Now Dame Grumble, it must be confessed, was not very amiable. Indeed, it was from her nature that she drew her name. Some said Dame Grumble complained from the time she rose in the morning until she sought her bed at night. Even then she complained of her hard pillow or thin coverlets until she fell asleep. Her poor son, Freyo, thought his mother must surely grumble all night in her dreams, for on waking each day she began directly where she had left off the night before. Many a time this poor lad wished that he were not lame, but could go out in the world to seek his way for himself. Dame Grumble led him a dreadful life.

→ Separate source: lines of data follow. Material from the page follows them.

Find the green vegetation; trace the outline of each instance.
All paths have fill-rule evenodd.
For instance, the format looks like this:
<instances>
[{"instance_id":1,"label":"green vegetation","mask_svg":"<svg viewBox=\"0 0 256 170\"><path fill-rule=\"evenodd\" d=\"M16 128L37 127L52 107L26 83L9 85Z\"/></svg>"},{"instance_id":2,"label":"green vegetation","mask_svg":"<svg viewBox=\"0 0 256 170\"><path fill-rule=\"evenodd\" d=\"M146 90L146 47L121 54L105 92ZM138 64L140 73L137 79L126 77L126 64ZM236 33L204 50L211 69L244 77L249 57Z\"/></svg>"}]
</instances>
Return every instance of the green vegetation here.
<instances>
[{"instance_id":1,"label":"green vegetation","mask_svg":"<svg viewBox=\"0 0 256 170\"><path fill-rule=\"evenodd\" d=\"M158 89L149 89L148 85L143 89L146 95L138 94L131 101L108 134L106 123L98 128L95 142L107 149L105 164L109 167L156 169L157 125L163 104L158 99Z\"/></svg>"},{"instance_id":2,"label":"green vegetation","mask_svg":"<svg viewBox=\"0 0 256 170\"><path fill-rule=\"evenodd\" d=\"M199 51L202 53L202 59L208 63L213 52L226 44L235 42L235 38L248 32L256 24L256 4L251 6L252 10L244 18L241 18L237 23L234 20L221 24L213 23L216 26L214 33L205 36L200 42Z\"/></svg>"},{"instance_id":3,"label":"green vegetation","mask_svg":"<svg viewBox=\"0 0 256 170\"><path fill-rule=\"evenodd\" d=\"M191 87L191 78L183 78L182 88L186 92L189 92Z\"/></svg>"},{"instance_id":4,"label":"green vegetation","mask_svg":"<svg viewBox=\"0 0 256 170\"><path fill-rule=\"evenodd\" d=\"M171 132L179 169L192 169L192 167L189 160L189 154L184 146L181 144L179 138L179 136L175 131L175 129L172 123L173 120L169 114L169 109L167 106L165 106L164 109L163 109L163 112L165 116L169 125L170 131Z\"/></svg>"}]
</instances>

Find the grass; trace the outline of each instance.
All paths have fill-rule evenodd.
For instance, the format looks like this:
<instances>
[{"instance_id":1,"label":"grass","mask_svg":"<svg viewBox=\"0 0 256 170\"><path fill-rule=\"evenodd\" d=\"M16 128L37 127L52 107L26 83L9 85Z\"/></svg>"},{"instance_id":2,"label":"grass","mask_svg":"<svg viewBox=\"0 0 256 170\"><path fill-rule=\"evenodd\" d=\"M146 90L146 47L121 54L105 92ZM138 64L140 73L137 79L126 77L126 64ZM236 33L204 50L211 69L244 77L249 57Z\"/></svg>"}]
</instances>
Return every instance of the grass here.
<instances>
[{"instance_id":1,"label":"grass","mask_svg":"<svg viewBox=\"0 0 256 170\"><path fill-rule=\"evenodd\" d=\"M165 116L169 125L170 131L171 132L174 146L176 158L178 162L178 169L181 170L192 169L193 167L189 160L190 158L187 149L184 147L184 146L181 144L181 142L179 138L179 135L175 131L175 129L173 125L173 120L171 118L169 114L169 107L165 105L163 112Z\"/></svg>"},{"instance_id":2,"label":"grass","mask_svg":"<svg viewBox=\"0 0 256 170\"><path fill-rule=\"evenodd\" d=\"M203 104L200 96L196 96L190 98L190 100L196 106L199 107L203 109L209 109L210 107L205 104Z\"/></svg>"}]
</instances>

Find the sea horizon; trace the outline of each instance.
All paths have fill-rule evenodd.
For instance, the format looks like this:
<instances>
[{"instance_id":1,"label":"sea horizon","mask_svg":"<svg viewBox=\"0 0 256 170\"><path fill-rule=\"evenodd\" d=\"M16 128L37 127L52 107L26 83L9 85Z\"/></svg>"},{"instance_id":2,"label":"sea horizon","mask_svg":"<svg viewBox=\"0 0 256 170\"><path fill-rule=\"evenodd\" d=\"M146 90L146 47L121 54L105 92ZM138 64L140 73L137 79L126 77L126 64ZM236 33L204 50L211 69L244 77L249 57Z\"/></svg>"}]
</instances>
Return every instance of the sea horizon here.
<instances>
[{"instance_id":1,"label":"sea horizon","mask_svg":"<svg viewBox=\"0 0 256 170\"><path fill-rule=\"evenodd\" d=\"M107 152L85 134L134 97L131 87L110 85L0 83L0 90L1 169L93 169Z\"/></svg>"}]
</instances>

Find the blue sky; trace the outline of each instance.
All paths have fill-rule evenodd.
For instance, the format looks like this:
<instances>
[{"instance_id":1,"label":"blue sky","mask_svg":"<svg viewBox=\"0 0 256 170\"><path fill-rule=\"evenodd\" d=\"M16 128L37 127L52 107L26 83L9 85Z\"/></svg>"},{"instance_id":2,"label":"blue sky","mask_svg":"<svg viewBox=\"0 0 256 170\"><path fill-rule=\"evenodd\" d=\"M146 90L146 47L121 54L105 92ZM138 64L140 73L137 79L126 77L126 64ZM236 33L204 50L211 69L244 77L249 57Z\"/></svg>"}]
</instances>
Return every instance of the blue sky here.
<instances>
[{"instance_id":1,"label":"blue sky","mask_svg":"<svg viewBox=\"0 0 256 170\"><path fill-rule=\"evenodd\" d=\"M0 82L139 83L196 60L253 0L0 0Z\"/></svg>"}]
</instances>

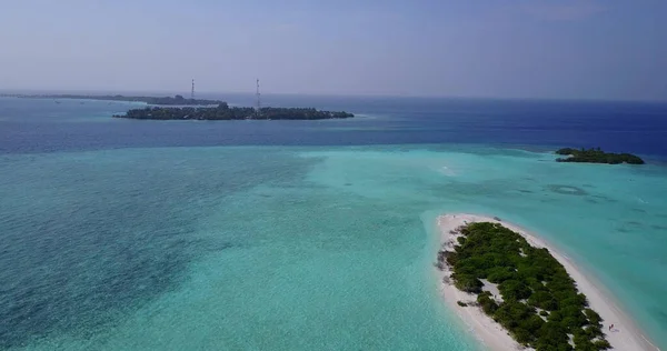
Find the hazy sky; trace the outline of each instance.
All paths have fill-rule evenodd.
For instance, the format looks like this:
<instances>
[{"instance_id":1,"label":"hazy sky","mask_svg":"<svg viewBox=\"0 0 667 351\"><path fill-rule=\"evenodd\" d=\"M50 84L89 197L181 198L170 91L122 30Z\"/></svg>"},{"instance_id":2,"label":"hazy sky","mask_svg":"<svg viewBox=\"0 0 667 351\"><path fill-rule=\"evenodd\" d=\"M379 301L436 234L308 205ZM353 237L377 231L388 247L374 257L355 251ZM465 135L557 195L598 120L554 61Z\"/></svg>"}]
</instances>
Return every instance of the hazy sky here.
<instances>
[{"instance_id":1,"label":"hazy sky","mask_svg":"<svg viewBox=\"0 0 667 351\"><path fill-rule=\"evenodd\" d=\"M0 89L667 100L665 0L0 0Z\"/></svg>"}]
</instances>

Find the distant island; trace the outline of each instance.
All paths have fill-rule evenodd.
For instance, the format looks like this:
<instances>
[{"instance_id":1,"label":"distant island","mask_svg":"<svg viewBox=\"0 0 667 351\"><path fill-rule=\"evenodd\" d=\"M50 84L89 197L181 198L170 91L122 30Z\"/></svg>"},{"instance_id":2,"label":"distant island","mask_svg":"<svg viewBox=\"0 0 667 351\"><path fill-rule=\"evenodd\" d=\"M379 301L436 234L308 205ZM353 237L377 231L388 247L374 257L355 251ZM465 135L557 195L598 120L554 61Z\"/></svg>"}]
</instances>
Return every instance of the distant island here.
<instances>
[{"instance_id":1,"label":"distant island","mask_svg":"<svg viewBox=\"0 0 667 351\"><path fill-rule=\"evenodd\" d=\"M226 102L208 108L159 108L148 107L132 109L125 114L115 114L115 118L129 118L137 120L326 120L352 118L348 112L319 111L308 108L230 108Z\"/></svg>"},{"instance_id":2,"label":"distant island","mask_svg":"<svg viewBox=\"0 0 667 351\"><path fill-rule=\"evenodd\" d=\"M569 156L568 158L558 158L558 162L587 162L587 163L608 163L608 164L644 164L644 160L631 153L611 153L597 149L580 150L573 148L564 148L556 151L557 154Z\"/></svg>"},{"instance_id":3,"label":"distant island","mask_svg":"<svg viewBox=\"0 0 667 351\"><path fill-rule=\"evenodd\" d=\"M125 96L77 96L77 94L1 94L0 97L23 99L89 99L104 101L130 101L146 102L148 104L163 106L211 106L225 103L220 100L186 99L182 96L175 97L125 97Z\"/></svg>"}]
</instances>

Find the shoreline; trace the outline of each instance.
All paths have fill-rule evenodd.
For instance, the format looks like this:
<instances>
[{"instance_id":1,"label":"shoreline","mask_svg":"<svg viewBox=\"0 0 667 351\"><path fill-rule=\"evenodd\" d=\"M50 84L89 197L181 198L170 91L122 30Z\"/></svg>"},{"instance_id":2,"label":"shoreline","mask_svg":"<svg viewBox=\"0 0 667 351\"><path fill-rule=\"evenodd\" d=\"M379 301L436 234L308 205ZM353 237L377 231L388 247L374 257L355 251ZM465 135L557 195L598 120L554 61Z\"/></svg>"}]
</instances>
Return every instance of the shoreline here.
<instances>
[{"instance_id":1,"label":"shoreline","mask_svg":"<svg viewBox=\"0 0 667 351\"><path fill-rule=\"evenodd\" d=\"M452 249L451 241L456 235L450 231L460 225L471 222L494 222L501 223L506 228L519 233L536 248L546 248L549 253L565 268L567 273L575 280L579 292L584 293L588 299L590 308L598 312L603 318L603 332L607 341L611 344L609 350L623 351L660 351L637 328L635 322L627 317L601 289L598 289L591 280L575 265L567 255L554 250L547 242L537 238L535 234L525 229L507 223L502 220L496 220L490 217L476 215L469 213L448 213L441 214L437 219L437 227L440 233L440 247ZM449 308L456 312L478 341L480 341L488 350L532 350L524 348L516 342L499 323L494 321L478 307L460 307L457 301L471 302L476 301L477 295L466 293L454 287L452 283L446 282L444 279L449 277L450 268L445 267L444 270L438 270L440 297L447 302ZM611 331L608 330L609 324L614 324Z\"/></svg>"}]
</instances>

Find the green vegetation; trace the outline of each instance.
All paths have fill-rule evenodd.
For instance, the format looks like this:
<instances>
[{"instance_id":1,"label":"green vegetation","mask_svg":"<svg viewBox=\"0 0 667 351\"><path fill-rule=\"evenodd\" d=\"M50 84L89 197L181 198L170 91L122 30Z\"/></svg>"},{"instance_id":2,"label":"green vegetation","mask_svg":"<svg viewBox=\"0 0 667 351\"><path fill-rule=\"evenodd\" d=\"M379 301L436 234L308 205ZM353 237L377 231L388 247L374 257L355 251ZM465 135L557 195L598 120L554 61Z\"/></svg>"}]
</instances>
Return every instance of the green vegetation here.
<instances>
[{"instance_id":1,"label":"green vegetation","mask_svg":"<svg viewBox=\"0 0 667 351\"><path fill-rule=\"evenodd\" d=\"M559 158L558 162L587 162L587 163L630 163L630 164L644 164L644 160L631 153L611 153L605 152L597 149L580 150L573 148L565 148L556 151L557 154L569 156L568 158Z\"/></svg>"},{"instance_id":2,"label":"green vegetation","mask_svg":"<svg viewBox=\"0 0 667 351\"><path fill-rule=\"evenodd\" d=\"M455 251L441 250L437 265L448 264L454 284L477 294L484 312L515 340L538 351L610 348L600 315L588 308L586 297L547 249L531 247L524 237L497 223L470 223L457 232L461 237ZM498 284L502 299L482 291L480 279Z\"/></svg>"},{"instance_id":3,"label":"green vegetation","mask_svg":"<svg viewBox=\"0 0 667 351\"><path fill-rule=\"evenodd\" d=\"M117 118L131 118L140 120L323 120L355 117L348 112L318 111L316 109L300 108L230 108L220 103L212 108L146 108L129 110L126 114L113 116Z\"/></svg>"},{"instance_id":4,"label":"green vegetation","mask_svg":"<svg viewBox=\"0 0 667 351\"><path fill-rule=\"evenodd\" d=\"M6 94L6 97L26 98L26 99L90 99L90 100L109 100L109 101L131 101L146 102L149 104L165 106L206 106L220 104L220 100L203 100L203 99L186 99L182 96L176 97L123 97L123 96L77 96L77 94L41 94L41 96L21 96Z\"/></svg>"}]
</instances>

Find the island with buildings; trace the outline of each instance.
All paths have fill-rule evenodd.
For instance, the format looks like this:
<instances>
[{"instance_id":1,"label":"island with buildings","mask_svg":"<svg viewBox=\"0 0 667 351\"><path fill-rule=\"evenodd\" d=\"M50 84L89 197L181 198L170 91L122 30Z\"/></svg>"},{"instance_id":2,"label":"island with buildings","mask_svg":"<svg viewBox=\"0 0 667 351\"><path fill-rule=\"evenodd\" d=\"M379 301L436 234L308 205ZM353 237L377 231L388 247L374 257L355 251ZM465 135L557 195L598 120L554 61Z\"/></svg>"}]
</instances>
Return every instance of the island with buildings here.
<instances>
[{"instance_id":1,"label":"island with buildings","mask_svg":"<svg viewBox=\"0 0 667 351\"><path fill-rule=\"evenodd\" d=\"M600 148L597 149L573 149L564 148L556 151L557 154L567 156L567 158L558 158L558 162L586 162L586 163L608 163L608 164L644 164L644 160L631 153L613 153L605 152Z\"/></svg>"},{"instance_id":2,"label":"island with buildings","mask_svg":"<svg viewBox=\"0 0 667 351\"><path fill-rule=\"evenodd\" d=\"M175 97L126 97L126 96L94 96L94 94L2 94L4 98L23 98L23 99L76 99L76 100L102 100L102 101L128 101L128 102L145 102L148 104L161 106L218 106L223 103L220 100L206 99L186 99L182 96Z\"/></svg>"},{"instance_id":3,"label":"island with buildings","mask_svg":"<svg viewBox=\"0 0 667 351\"><path fill-rule=\"evenodd\" d=\"M145 109L132 109L123 114L115 114L115 118L128 118L137 120L326 120L346 119L355 114L339 111L320 111L312 108L248 108L229 107L226 102L217 107L200 108L163 108L147 107Z\"/></svg>"}]
</instances>

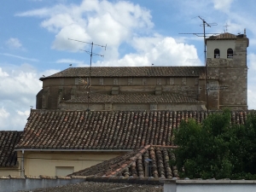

If the day were hot, Dame Grumble thought longingly of the days when the snow lay on the ground and she sat in comfort before the blazing logs. But when the winter came again, she complained bitterly because she had to break the ice on the well each morning. She declared it was a shame, since she had but one son, that he should be lame, and thus be a burden instead of a staff. Her ceaseless scolding and carping often made poor Freyo so miserable that he would put aside his wood carving, for he had no heart to work. If the East Wind blew ever so lightly, Dame Grumble complained that it gave her strange pains in her face, and would wish instead for the West Wind, which she thought mild and gentle. But when the West Wind blew over the forest and fields and dried the linen she spread on the hedges, Dame Grumble cried out that he was a thieving creature. She would hasten to gather her dried linens, vowing all the while that the West Wind would steal them if he dared. Oh, there was no pleasing Dame Grumble! Freyo, her son, was well aware of that.